Whitman's Ride Through Savage Lands, with Sketches of Indian Life by Oliver W. Nixon

Author:Oliver W. Nixon
Language: eng
Format: mobi, epub
Tags: NW, History
Publisher: Gutenberg
Published: 2013-01-29T08:00:00+00:00


After going to her silent and deserted room, she wrote:

“I look from my window and see the grave of our dear child, surely God will take care of my noble husband and return him to me!”

Love is the greatest word in the English language, and when united to Faith, it lifts the heaviest burdens of life. Who can measure the power of the prayers of one faithful, trusting soul, in guiding that heroic little band over the dangers of their unknown way? Possibly some reader may scoff at such sentiment, but unnumbered instances have proved that there comes an emergency in every human life, when the soul, if reason is not clouded, cries out in prayer to a Being higher than itself.

The cavalcade is made up of rapid riders. The favorite gait of Cayuse horses is a lope, and small as they are, carry a heavy man fifty and sixty miles per day. But as the journey was to be a long one, they selected the finest horses to be found, only those thoroughly broken and tested. They knew the value of caring for their animals in the earlier stages, and lessened their speed.

The first four hundred and fifty miles to Fort Hall was made in eleven days. The Indians, except two to look after the animals, had returned to Waiilatpui.
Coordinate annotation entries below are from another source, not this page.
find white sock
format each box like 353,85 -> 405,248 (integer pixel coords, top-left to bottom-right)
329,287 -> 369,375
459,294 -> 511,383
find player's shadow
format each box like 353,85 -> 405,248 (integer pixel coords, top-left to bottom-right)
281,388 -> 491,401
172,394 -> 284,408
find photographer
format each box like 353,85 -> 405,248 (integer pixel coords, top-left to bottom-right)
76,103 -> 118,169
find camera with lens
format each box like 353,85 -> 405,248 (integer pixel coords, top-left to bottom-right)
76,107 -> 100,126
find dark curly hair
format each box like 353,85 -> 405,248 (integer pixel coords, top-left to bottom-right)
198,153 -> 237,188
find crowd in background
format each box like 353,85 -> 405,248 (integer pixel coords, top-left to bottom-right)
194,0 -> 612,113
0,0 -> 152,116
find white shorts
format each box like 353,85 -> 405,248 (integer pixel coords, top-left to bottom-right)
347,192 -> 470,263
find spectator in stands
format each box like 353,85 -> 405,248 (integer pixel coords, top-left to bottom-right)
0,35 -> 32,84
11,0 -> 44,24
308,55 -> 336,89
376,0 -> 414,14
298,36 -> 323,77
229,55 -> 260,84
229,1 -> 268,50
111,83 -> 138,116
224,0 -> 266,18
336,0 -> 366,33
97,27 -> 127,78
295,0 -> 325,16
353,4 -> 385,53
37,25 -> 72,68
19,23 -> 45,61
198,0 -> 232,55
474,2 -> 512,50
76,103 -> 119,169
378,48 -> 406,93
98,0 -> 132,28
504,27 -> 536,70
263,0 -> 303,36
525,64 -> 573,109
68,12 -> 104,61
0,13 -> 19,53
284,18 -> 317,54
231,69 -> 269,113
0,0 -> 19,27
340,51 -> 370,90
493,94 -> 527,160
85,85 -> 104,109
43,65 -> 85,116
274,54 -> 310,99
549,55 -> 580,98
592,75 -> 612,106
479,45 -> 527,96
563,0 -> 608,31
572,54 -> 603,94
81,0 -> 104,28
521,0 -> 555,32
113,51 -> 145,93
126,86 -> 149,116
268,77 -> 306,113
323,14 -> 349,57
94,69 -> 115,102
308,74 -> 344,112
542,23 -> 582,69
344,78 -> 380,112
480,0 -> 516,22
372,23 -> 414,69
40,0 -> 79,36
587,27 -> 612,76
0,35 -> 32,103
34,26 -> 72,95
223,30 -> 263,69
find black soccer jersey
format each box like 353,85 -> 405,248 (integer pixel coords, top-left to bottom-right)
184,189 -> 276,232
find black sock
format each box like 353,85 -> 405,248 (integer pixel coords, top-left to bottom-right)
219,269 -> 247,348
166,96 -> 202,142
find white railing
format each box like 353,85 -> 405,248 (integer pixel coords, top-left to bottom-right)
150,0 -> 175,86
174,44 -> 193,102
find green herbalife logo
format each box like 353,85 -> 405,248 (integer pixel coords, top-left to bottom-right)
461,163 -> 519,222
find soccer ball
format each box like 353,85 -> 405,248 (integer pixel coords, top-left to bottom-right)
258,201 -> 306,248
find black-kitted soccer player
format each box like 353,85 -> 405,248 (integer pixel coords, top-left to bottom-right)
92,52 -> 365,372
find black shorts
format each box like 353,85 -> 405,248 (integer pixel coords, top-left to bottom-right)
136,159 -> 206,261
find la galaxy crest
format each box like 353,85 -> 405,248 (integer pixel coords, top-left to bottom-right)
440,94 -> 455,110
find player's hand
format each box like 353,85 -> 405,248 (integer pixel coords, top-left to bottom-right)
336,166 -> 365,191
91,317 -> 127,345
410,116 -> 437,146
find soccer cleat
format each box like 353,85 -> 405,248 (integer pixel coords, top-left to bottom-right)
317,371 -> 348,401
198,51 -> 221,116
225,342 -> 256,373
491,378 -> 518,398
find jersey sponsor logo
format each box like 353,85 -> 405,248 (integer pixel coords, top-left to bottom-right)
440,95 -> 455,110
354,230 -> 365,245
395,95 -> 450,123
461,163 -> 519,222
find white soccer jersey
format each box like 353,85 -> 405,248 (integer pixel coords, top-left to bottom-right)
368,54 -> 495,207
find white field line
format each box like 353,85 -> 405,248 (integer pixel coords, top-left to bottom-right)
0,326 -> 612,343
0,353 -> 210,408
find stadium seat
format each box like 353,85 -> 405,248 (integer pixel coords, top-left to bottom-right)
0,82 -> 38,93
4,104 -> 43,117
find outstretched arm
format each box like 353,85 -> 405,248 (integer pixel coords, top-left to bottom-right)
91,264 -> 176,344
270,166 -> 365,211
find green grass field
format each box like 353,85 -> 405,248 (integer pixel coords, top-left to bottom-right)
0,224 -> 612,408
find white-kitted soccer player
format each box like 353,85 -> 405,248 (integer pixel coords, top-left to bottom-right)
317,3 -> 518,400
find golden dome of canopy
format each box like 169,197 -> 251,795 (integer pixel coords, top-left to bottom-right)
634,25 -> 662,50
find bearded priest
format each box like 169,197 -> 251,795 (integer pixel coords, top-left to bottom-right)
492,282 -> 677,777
At Fort Hall their old friend, Captain Grant, was still in command, and when he learned of the proposed journey to the States, openly protested that “it was madness to attempt it at this season of the year.” Undoubtedly Captain Grant this time was right, even if Whitman had proved him, to his chagrin, wrong about the wagon in 1836. “It so happened” that a company of scouts just then reached the fort, and confirmed all Captain Grant had said, and more. They reported that the snow in many of the cañons was from ten to twenty feet deep, and badly drifting. The Silent Man listened, and sat thinking. He knew those mountains and cañons, and could readily believe the statement of the scouts, and the old Captain, who was an admirer of Whitman, felt certain that he would give up his dangerous expedition and return home. But he did not yet know his man.

The Old Map

Whitman was face to face with a new problem. As he prayed and pondered, a new inspiration came to him. We have no reason to believe that such an idea had occurred to the missionaries, when discussing the dangers of the journey by the route they knew. We have no knowledge that even Whitman had ever before studied the possibilities of a new and undiscovered way to the States.

The old trappers and scouts sat around the stove swapping stories of bears, mountain-lions, of Indians, and wonderful escapes. Whitman, upon looking up, discovered an old United States map hanging upon the wall. It at once attracted his attention, and he brought it to the light and began to study. It had the outlines of all the great West as far as geographers of that day knew and understood.